One and Two Metal Ion Catalysis: Global Single Turnover Kinetic Analysis of PvuII Endonuclease Mechanism

摘要

Ester hydrolysis is one of the most ubiquitous reactions in biochemistry. Many of these reactions rely on metal ions for various mechanistic steps. A large number of metal dependent nucleases have been crystallized with two metal ions in their active sites. In spite of an ongoing discussion about the roles of these metal ions in nucleic acid hydrolysis, there are very few studies which examine this issue using the native cofactor Mg(II) and global fitting of reaction progress curves. As part of a comprehensive study of the representative homodimeric PvuII endonuclease, we have collected single turnover DNA cleavage data as a function of Mg(II) concentration and globally fit these data to a number of models which test various aspects of metallonuclease mechanism.
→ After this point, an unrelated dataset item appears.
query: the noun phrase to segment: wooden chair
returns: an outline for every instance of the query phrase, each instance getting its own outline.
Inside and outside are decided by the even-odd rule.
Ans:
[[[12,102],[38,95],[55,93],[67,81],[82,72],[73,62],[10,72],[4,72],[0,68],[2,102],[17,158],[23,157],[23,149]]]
DNA association rate constants are about 100-fold higher in the presence of the catalytically nonsupportive Ca(II) vs. the native cofactor Mg(II), highlighting an interesting cofactor difference. A pathway in which metal ions bind prior to DNA is kinetically favored. The data fit well to a model in which both one and two metal ions per active site (EM2S and EM4S) support cleavage. Interestingly, the cleavage rate for EM2S is about 100-fold slower than that displayed by EM4S. Collectively, these data indicate that for the PvuII system, catalysis involving one metal ion per active site can indeed occur, but that a more efficient two metal ion mechanism can be operative under saturating metal ion (in vitro) conditions.